I am often asked by people, “How the hell did you come up with that title?” I was thinking about this question the other day as I wrote down a new idea on my never–ending list of prospects. If you have ever visited my studio you will notice many title lists tacked to the wall. I feel the reason I choose to title my work is from my years as a cartoonist. The words of the comic, the jokes, were the focal point when I had a syndicated strip, while the artwork was shrunk down to the size of a postage stamp. Now that my medium is painting, the focus is (mostly) on a larger, grander scale. However, word play is still important to me. There are many artists who do not title their work, and that is their personal choice, but I get pleasure out of playing with words. It is another extension of my creativity.
The news junkie that I am also parlays into this process. A headline might grab my attention or a journalist’s particular word choice may inspire me. That’s when my mind begins to play with sounds and meanings. That “inner-dictionary” within my brain starts to mix and match words creating a caption I cannot shake out of my head. Questions ensue. I ask myself, “Will this title grab people’s attention like it did mine?” I experiment with the mixology of my chosen words and find the cadence that slowly transforms into a melodic flow.
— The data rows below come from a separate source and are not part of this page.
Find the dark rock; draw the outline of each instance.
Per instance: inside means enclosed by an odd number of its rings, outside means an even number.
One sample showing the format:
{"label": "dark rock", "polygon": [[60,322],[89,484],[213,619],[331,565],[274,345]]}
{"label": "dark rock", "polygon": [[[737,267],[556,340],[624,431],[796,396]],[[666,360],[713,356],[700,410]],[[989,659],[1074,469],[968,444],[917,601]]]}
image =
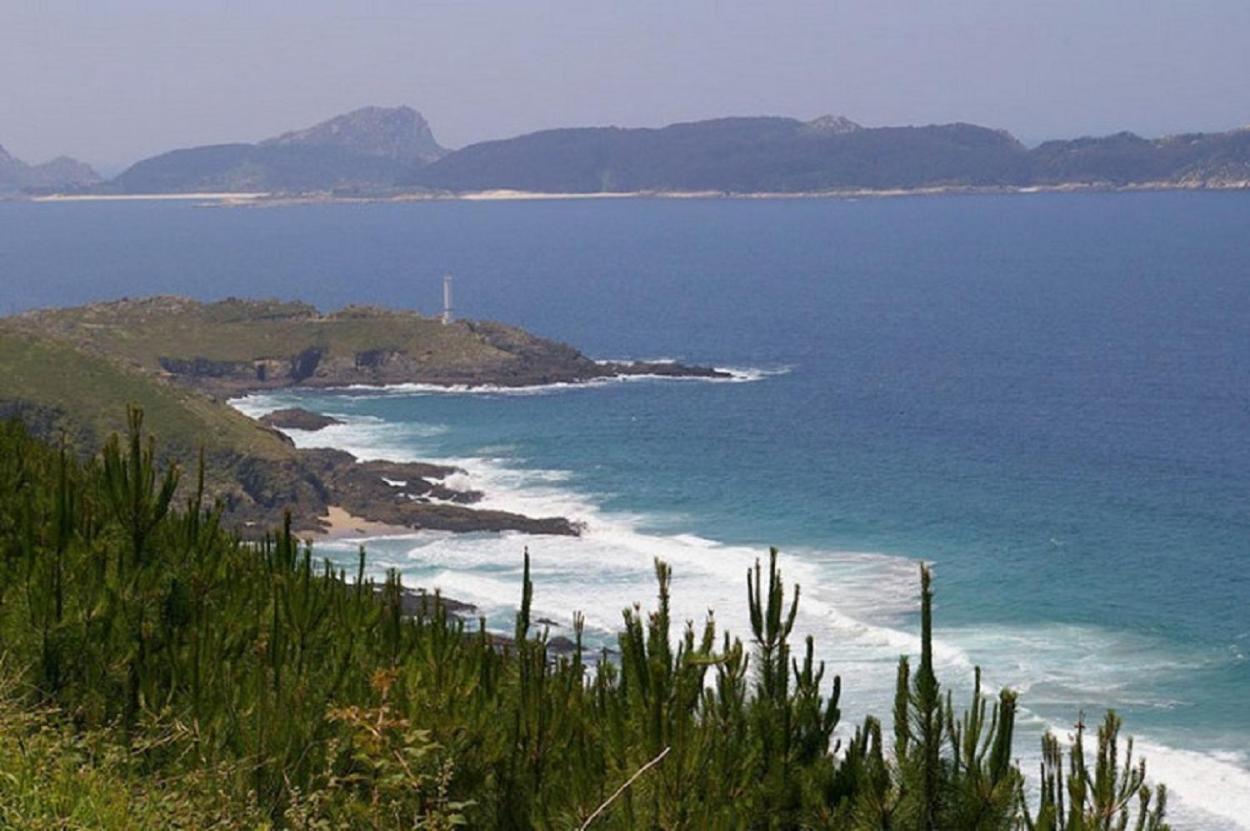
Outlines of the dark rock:
{"label": "dark rock", "polygon": [[575,537],[580,528],[564,517],[527,517],[508,511],[483,511],[462,505],[413,502],[352,502],[344,500],[348,512],[372,522],[402,525],[430,531],[451,531],[458,534],[478,531],[520,531],[524,534],[545,534]]}
{"label": "dark rock", "polygon": [[356,353],[358,369],[381,369],[387,364],[395,363],[403,353],[396,349],[367,349]]}
{"label": "dark rock", "polygon": [[295,383],[303,381],[317,371],[324,350],[319,348],[305,349],[291,359],[291,380]]}
{"label": "dark rock", "polygon": [[733,373],[706,366],[687,366],[668,361],[633,361],[600,366],[609,375],[657,375],[664,378],[732,378]]}
{"label": "dark rock", "polygon": [[[563,517],[534,518],[465,507],[463,503],[480,500],[481,493],[457,491],[431,481],[456,472],[452,467],[421,462],[357,462],[352,454],[331,449],[301,450],[299,455],[323,483],[328,504],[341,506],[353,516],[370,522],[457,533],[520,531],[577,536],[580,530]],[[386,479],[404,484],[395,487],[387,484]]]}
{"label": "dark rock", "polygon": [[[375,594],[382,594],[385,586],[374,586]],[[400,594],[400,610],[405,617],[427,618],[434,614],[434,610],[442,607],[448,615],[458,618],[470,618],[477,612],[477,607],[472,603],[465,603],[446,597],[441,593],[431,594],[425,589],[403,588]]]}
{"label": "dark rock", "polygon": [[185,376],[191,379],[231,378],[240,374],[246,376],[255,373],[252,361],[214,361],[208,358],[169,358],[161,356],[161,369],[171,375]]}
{"label": "dark rock", "polygon": [[547,651],[556,655],[571,655],[577,651],[577,642],[563,635],[556,635],[547,640]]}
{"label": "dark rock", "polygon": [[343,422],[333,416],[314,413],[301,407],[289,407],[283,410],[274,410],[268,415],[261,416],[261,424],[270,427],[277,427],[281,430],[308,430],[316,431],[335,424]]}

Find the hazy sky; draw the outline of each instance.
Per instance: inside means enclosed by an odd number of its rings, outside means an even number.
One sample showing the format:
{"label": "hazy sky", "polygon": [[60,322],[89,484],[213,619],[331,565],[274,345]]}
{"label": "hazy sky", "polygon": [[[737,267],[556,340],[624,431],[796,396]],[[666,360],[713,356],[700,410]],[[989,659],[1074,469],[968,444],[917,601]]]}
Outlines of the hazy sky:
{"label": "hazy sky", "polygon": [[445,145],[720,115],[1250,123],[1250,0],[0,0],[0,144],[115,170],[409,104]]}

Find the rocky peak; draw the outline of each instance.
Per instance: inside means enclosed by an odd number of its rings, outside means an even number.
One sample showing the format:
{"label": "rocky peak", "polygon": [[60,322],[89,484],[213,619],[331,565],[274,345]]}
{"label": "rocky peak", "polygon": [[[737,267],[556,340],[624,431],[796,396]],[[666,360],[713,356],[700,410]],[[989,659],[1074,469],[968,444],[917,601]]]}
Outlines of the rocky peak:
{"label": "rocky peak", "polygon": [[68,156],[30,165],[0,147],[0,190],[58,190],[86,187],[99,181],[90,165]]}
{"label": "rocky peak", "polygon": [[27,187],[43,189],[88,187],[101,181],[91,165],[69,156],[33,165],[26,178]]}
{"label": "rocky peak", "polygon": [[820,118],[813,118],[807,122],[807,129],[814,133],[840,136],[843,133],[853,133],[864,128],[844,115],[822,115]]}
{"label": "rocky peak", "polygon": [[283,133],[261,145],[337,147],[364,156],[423,164],[447,154],[434,139],[429,123],[411,107],[362,107],[304,130]]}

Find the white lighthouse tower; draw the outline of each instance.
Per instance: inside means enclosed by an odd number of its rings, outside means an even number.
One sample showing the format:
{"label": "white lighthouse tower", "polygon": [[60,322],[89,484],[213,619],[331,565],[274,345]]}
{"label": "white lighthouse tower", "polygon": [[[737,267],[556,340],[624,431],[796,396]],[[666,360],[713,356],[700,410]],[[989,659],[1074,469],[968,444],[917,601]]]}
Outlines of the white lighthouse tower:
{"label": "white lighthouse tower", "polygon": [[451,323],[451,275],[443,275],[443,325]]}

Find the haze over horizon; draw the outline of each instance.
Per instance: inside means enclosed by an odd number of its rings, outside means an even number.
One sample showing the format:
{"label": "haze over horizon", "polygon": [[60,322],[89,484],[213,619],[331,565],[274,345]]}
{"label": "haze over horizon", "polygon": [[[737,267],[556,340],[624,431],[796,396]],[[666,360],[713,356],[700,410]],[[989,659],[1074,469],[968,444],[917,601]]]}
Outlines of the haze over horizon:
{"label": "haze over horizon", "polygon": [[0,8],[0,145],[107,174],[369,104],[414,107],[447,147],[726,115],[966,121],[1029,144],[1250,122],[1238,0],[167,5]]}

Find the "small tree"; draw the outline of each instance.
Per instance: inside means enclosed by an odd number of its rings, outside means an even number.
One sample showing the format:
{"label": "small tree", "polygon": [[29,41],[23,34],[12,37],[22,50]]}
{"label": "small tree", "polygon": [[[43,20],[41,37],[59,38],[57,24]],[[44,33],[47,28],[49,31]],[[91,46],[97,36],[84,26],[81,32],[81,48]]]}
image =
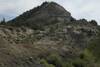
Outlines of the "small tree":
{"label": "small tree", "polygon": [[95,26],[98,25],[97,22],[96,22],[95,20],[91,20],[91,21],[90,21],[90,24],[95,25]]}
{"label": "small tree", "polygon": [[6,22],[5,22],[5,18],[3,18],[3,20],[1,21],[0,24],[2,24],[2,25],[6,24]]}

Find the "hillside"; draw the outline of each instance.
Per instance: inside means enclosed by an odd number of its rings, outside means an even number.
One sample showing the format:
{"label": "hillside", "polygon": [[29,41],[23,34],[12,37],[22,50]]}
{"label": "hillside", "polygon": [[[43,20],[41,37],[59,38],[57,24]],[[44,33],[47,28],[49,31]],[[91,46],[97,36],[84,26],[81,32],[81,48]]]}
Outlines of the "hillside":
{"label": "hillside", "polygon": [[62,6],[54,2],[45,2],[9,22],[16,26],[24,25],[31,28],[40,28],[41,26],[56,23],[57,20],[61,22],[70,20],[70,17],[70,13]]}
{"label": "hillside", "polygon": [[0,24],[0,67],[100,67],[99,32],[95,20],[44,2]]}

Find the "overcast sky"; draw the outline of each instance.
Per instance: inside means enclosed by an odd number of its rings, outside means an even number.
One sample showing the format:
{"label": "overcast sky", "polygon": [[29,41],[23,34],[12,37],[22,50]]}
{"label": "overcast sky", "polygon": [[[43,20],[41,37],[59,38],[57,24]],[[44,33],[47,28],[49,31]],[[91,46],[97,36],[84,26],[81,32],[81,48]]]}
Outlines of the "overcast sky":
{"label": "overcast sky", "polygon": [[100,24],[100,0],[0,0],[0,19],[10,20],[44,1],[55,1],[76,19],[95,19]]}

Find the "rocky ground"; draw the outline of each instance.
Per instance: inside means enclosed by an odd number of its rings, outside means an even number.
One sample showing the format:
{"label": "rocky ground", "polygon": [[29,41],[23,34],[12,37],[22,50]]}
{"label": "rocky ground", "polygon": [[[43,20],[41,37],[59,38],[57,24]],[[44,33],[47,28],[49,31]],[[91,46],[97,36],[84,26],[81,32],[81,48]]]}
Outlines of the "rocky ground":
{"label": "rocky ground", "polygon": [[[59,10],[56,14],[48,12],[54,8]],[[79,60],[79,64],[70,60],[79,59],[90,40],[96,38],[99,26],[91,22],[72,18],[56,3],[44,3],[25,12],[0,25],[0,67],[85,67]],[[90,65],[86,67],[97,67],[90,61],[84,61]]]}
Is it a rhythmic beat? Does it sound physical, emoting primal images like my paintings? Is the combination funny? An unwavering prerequisite for me. If yes, then my list grows longer.
My titles can inspire my paintings creating a relationship between the two, but not always. Sometimes there is not a connection at all, which is fine. It’s not a necessary component. What is necessary is for the title not to overshadow the artwork and the completed result, title and painting, be humorous and commanding.